According to a report by BBC News online, the firm was intending to evaluate dutogliptin at sites in Clydebank, Leeds and Exeter, but has now suspended all UK activities because of a lack of clarity on medicines regulation post Brexit, and concerns that data generated in the country would no longer be accepted by the European Medicines Agency as evidence for approvals.
The Golden Jubilee Hospital, one site at which the trial was to take part, told the BBC that Recardio informed its research team last month that UK trials were being put on hold, while those on the continent are to continue.
"Uncertainty due to EU withdrawal" and "completely unresolved" issues with the European Medicines Agency that "represent a significant risk" to its business were reportedly cited as reasons behind the move.
“This is the first clinical study we are aware of to be suspended in Scotland as a result of Brexit – and a very concerning sign of what could happen,” a spokesperson for the Scottish government said, according to media reports.

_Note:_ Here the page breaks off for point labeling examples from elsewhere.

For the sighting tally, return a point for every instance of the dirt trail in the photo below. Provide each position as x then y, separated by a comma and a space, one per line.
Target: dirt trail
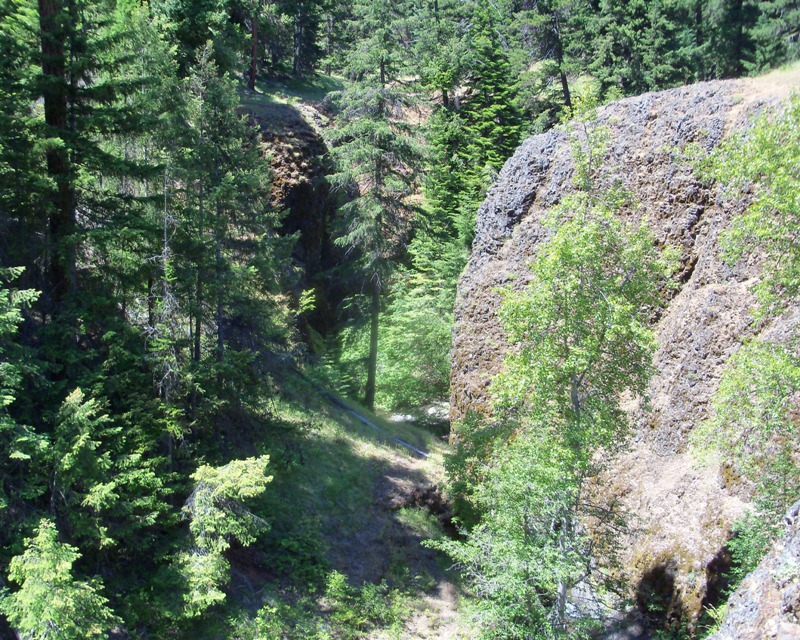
383, 547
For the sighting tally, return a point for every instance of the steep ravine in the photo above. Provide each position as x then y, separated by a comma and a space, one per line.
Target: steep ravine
681, 513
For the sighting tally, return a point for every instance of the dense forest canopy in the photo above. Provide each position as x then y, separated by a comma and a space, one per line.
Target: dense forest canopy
149, 298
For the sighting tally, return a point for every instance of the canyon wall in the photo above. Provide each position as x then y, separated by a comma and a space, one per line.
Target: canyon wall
681, 512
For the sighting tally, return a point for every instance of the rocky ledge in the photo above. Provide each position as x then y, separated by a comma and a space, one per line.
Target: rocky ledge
681, 513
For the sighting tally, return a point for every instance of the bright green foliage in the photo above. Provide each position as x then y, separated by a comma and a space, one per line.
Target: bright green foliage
493, 120
753, 426
755, 421
754, 430
441, 49
767, 157
20, 446
50, 604
580, 340
217, 517
376, 158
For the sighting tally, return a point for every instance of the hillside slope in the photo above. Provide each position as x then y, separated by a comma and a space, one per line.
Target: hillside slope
681, 513
353, 496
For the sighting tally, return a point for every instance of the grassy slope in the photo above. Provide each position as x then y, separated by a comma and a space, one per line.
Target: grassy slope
345, 500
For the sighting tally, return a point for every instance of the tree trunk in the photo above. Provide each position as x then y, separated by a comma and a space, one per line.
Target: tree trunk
61, 211
251, 81
372, 367
328, 43
297, 66
199, 289
218, 271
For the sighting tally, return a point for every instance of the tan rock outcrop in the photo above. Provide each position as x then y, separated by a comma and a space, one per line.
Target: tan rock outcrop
682, 513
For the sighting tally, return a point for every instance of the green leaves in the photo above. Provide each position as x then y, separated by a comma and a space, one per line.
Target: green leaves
217, 516
579, 341
50, 603
766, 157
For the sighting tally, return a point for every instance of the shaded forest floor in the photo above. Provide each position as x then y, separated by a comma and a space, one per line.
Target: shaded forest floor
347, 501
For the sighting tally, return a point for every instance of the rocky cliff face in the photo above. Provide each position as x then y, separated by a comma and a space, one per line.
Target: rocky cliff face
296, 149
767, 603
681, 513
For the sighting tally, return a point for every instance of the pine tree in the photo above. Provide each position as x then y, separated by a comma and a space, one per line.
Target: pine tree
376, 157
50, 602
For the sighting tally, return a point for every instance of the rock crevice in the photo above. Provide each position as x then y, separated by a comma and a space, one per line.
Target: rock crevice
683, 513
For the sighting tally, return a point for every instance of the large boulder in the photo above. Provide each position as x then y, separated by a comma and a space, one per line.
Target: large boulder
681, 513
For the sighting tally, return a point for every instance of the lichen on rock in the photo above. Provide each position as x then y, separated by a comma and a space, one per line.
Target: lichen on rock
675, 504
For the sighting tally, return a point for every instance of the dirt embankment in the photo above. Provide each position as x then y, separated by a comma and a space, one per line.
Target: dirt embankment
681, 513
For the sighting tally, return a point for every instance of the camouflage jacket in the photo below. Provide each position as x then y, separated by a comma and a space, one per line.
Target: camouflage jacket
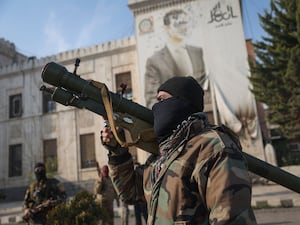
104, 190
39, 192
205, 181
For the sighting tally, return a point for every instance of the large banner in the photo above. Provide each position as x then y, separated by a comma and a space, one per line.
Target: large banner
204, 39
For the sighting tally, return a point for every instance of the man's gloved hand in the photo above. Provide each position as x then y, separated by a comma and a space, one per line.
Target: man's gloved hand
110, 143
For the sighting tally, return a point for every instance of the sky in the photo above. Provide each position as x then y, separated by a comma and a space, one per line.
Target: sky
45, 27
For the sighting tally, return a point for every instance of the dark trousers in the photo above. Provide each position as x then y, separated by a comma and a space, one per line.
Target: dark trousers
140, 210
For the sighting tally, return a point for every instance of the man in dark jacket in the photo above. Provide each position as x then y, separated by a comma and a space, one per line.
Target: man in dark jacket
200, 176
42, 195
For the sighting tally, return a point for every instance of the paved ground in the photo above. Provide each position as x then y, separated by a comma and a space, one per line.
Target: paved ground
264, 196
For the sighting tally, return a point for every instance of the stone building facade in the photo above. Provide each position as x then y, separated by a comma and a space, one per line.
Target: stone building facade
33, 128
9, 54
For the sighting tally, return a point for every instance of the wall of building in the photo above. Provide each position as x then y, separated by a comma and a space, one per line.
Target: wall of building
9, 54
66, 124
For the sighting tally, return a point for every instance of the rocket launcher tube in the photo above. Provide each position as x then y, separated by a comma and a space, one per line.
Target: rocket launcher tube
134, 117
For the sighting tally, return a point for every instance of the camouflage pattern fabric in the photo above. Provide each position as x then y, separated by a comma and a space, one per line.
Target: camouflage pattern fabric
205, 181
105, 195
38, 192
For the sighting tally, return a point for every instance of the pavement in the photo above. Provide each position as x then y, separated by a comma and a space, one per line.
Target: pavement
263, 196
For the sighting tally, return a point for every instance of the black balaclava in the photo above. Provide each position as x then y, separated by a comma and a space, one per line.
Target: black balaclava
40, 171
187, 98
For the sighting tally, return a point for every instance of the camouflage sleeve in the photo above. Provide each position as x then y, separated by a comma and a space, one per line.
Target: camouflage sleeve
98, 186
228, 191
27, 199
61, 191
128, 184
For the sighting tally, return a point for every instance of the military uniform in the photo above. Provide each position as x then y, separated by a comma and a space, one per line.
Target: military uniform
200, 176
204, 181
40, 191
105, 195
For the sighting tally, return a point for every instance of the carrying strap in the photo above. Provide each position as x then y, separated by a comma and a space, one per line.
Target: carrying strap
109, 111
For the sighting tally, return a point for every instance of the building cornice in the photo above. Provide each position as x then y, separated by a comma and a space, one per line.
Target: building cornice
66, 57
144, 6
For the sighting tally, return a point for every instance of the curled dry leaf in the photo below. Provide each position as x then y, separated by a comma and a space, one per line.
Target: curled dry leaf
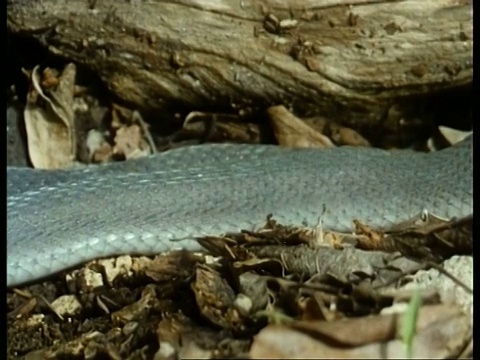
49, 120
220, 127
441, 332
293, 132
215, 298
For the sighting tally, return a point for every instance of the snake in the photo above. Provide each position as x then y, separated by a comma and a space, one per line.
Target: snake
59, 219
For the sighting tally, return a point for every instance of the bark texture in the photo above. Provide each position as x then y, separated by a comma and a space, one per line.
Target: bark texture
363, 63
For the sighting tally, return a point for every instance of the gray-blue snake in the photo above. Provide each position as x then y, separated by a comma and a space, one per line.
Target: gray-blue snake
58, 219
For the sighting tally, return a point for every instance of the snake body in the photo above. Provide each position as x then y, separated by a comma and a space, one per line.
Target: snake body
58, 219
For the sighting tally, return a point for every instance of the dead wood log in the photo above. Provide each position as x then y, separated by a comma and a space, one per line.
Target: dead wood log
364, 63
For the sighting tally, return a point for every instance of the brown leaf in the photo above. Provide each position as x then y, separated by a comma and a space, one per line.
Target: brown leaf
50, 125
293, 132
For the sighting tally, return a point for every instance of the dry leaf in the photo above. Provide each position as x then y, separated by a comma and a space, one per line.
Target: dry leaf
442, 331
50, 126
293, 132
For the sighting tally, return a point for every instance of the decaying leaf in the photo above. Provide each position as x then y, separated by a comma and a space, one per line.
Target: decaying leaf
49, 119
441, 332
291, 131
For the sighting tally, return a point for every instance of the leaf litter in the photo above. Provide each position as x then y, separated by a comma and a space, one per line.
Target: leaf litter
280, 292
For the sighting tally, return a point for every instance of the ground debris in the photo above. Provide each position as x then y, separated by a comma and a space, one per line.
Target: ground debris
313, 289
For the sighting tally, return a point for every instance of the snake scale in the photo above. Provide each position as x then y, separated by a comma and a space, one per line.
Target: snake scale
59, 219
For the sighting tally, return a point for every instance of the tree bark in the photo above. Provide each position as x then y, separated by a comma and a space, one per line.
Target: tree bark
362, 63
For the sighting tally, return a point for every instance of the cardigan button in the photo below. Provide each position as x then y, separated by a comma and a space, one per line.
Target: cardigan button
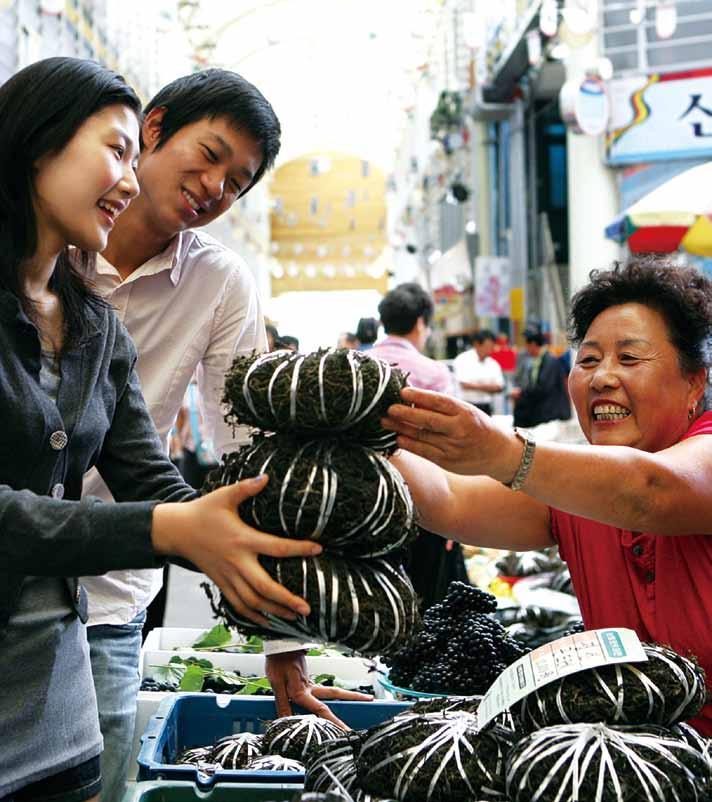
58, 440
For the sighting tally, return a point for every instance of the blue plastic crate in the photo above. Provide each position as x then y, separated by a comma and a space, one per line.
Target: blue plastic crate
197, 719
187, 792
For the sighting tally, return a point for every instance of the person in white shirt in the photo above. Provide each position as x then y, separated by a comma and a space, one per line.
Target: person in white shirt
479, 377
190, 305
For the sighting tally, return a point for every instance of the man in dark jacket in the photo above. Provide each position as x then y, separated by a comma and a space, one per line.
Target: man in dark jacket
541, 393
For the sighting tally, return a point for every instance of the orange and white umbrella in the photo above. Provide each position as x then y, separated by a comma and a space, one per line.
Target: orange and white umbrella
677, 214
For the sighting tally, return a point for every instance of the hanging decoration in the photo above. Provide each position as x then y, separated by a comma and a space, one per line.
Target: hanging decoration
665, 19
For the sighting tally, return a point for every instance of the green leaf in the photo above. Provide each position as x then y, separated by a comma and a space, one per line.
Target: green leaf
218, 636
192, 680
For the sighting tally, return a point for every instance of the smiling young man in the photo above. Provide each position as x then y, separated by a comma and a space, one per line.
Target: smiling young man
190, 305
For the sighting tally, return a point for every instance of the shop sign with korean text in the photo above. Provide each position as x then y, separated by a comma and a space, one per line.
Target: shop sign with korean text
660, 117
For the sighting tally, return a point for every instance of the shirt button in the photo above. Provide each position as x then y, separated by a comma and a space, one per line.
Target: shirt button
58, 440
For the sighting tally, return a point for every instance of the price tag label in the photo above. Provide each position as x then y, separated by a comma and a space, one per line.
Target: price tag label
595, 647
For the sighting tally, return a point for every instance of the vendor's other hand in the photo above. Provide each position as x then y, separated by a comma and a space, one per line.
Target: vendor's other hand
287, 673
455, 435
210, 534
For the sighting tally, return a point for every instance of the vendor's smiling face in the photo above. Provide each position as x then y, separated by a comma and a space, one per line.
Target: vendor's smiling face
627, 384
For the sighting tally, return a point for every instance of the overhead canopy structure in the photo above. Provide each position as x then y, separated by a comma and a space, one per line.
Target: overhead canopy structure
678, 214
339, 74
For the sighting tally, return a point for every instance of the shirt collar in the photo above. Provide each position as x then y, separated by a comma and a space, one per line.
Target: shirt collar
171, 258
394, 339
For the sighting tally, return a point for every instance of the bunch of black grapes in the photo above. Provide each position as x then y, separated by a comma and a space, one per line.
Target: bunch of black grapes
460, 648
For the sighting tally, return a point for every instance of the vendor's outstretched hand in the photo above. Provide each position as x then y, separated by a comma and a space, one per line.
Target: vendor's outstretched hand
455, 435
287, 673
211, 535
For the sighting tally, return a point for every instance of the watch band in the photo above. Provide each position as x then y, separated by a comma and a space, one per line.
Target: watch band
526, 461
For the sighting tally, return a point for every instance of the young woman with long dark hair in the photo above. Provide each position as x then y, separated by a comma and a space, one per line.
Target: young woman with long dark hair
70, 400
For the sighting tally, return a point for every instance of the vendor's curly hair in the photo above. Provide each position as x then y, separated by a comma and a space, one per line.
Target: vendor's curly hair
681, 294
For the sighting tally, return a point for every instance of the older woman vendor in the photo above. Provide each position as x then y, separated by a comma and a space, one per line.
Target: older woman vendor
632, 511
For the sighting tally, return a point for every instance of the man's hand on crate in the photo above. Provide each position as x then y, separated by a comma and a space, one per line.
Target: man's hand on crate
288, 675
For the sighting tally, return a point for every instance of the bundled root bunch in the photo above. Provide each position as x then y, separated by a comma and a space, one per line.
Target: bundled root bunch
597, 763
666, 689
347, 497
237, 751
332, 767
336, 390
461, 705
368, 606
296, 737
460, 648
276, 763
433, 758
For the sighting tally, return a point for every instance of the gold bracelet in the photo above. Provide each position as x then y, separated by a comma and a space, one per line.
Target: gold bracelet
526, 461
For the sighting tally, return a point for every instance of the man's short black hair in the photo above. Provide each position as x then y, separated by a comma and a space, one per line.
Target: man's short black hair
533, 335
482, 336
220, 93
287, 341
402, 306
367, 330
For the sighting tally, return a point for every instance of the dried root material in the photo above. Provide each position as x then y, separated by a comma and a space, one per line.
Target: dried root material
597, 763
367, 606
666, 689
433, 758
340, 391
347, 497
296, 737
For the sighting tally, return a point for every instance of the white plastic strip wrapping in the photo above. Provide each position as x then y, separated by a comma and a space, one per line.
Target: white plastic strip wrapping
574, 752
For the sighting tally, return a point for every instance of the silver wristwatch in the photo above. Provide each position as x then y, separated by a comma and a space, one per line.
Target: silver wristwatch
526, 461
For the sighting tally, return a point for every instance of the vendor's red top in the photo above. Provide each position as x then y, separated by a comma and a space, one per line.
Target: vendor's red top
658, 585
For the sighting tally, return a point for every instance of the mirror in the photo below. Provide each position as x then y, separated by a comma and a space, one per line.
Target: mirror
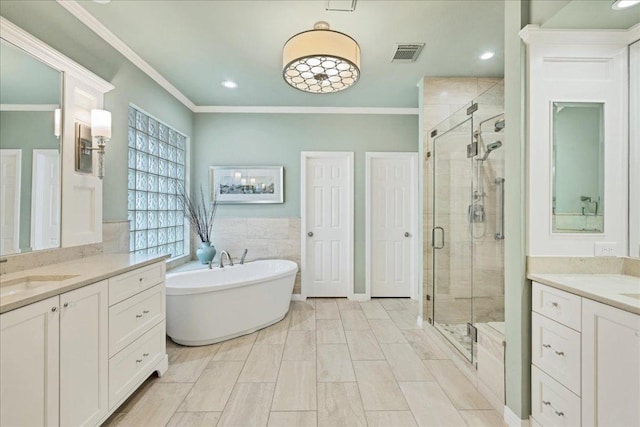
30, 105
578, 167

“We are working hard to protect Scotland’s interests in spite of a lack of clarity and meaningful engagement from the UK Government over our future. With Brexit only six months away, we are doing all we can to plan and mitigate against as many of the significant uncertainties that exist for our health service.”
Britain will leave the European Union on March 29, but the government is yet to agree the terms of withdrawal, leaving the future of medicines regulation highly uncertain at this late stage in the process.
The government has already said that as the incoming EU Clinical Trials Regulation (CTR) will not be in force in the EU at the time of Brexit, it will not be incorporated into UK law on Exit day.
“However, we’ll align where possible with the CTR without delay when it does come into force in the EU, subject to usual parliamentary approvals,” it recently stressed.
Also, in a statement to the BBC, the EMA said it "will continue to accept clinical evidence generated in the UK" after Brexit on condition that trials continue to meet European standards.
However, lack of progress on key issues such as these is fuelling fears that Brexit could potentially pose a significant obstacle for those wishing to develop medicines in the UK.
“We need to be clear that a ‘no deal’ scenario is not in the interest of patients,” the Association of the British Pharmaceutical Industry said.
“Both sides must rapidly agree the terms of the UK’s withdrawal and a future relationship based on cooperation to protect public health, control infectious diseases and manage medicine safety.”